Photo by Christian Petersen/Getty

D1 football gets its first openly gay player

Following in the cleat-prints of Michael Sam, Arizona State linebacker Edward “Chip” Sarafin announced this week that he was gay. He is the first active player in Division I football to publicly come out.

Speaking with the Phoenix-based Compete Magazine, Sarafin told writer Joshua Wyrick the decision to be honest about his sexual orientation was “really personal,” and one that “benefited [his] peace of mind greatly.” Like Sam, whom Sarafin reportedly cited as an inspiration, the backup lineman came out to his teammates before reaching out the press.

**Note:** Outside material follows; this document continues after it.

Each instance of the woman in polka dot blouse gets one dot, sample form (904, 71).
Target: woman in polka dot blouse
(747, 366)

Michael Sam came out three months before he was drafted by the St. Louis Rams in May, becoming the first openly gay player in the National Football League. But Sam’s announcement followed his graduation from the University of Missouri, another D1 school. Though he’s never appeared in a game, Sarafin is the first gay player in a major college football program to come out publicly while in school.

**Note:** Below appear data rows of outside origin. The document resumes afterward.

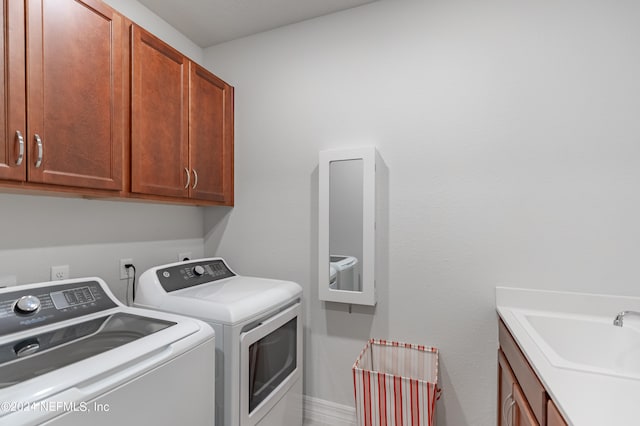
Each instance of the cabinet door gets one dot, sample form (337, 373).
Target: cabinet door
(554, 418)
(522, 414)
(12, 85)
(75, 93)
(210, 136)
(506, 382)
(159, 123)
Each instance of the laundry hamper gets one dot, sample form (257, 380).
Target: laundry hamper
(396, 384)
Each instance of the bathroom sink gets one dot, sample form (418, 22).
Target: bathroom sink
(585, 343)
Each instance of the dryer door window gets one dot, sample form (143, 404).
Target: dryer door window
(271, 360)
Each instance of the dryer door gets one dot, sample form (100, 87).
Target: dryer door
(271, 362)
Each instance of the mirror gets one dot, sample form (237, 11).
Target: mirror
(347, 225)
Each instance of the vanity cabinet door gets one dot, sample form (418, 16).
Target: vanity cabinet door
(522, 414)
(75, 96)
(513, 409)
(554, 418)
(13, 121)
(506, 381)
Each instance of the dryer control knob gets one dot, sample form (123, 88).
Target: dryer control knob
(27, 305)
(198, 270)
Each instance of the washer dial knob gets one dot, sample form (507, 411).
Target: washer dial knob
(27, 305)
(198, 271)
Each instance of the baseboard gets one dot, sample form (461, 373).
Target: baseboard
(320, 412)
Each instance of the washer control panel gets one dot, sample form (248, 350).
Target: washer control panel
(22, 309)
(190, 274)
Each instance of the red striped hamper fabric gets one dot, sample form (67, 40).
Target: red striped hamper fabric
(396, 384)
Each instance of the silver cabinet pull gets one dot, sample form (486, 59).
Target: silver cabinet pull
(40, 150)
(188, 178)
(512, 404)
(20, 140)
(195, 179)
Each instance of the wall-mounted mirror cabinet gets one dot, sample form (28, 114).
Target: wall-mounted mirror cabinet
(347, 225)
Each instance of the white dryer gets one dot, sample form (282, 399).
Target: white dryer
(72, 354)
(258, 325)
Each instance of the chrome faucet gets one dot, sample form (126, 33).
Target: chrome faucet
(621, 315)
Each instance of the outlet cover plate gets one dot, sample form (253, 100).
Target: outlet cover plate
(124, 274)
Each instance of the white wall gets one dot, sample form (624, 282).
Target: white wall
(511, 134)
(91, 236)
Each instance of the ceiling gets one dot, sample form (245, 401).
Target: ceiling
(209, 22)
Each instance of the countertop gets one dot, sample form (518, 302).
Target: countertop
(584, 399)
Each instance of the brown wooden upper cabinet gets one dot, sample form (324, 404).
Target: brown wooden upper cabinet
(181, 125)
(13, 114)
(74, 104)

Arizona has been a focal point in the debate over gay rights. Earlier this year, the state legislature passed a controversial religious freedom measure that some feared would be a license to discriminate against LGBT people. Under enormous pressure from major corporations – including the NFL, which was preparing to move next year’s Super Bowl out of Glendale – Republican Gov. Jan Brewer ended up vetoing the bill.

On growing up in Arizona, the  6’6”, 320-pound Sarafin said it upset him to see people bullied for being different.

“I went to school at Highland High, and it is definitely not the most diverse school,” he told Compete. “It’s probably 80% Mormon and 80% Caucasian. So there is definitely a disparity there in the types of people that you meet. I know a lot of times a lot of people who were bullied because they were different were actually bullied by athletes, and that made me really angry … The athletes are supposed to be the role models, the heroes of the community.”

At ASU, however, Sarafin has so far received nothing but support.

“We are a brotherhood that is not defined by cultural and personal differences, but rather an individual’s commitment to the Sun Devil Way,” said Arizona State coach Todd Graham in a statement. “Chip is a fifth-year senior and a Scholar Baller, a graduate and a master’s student. His commitment to service is unmatched and it is clear he is on his way to leading a successful life after his playing career, a goal that I have for every student-athlete. Diversity and acceptance are two of the pillars of our program, and he has full support from his teammates and the coaching staff.”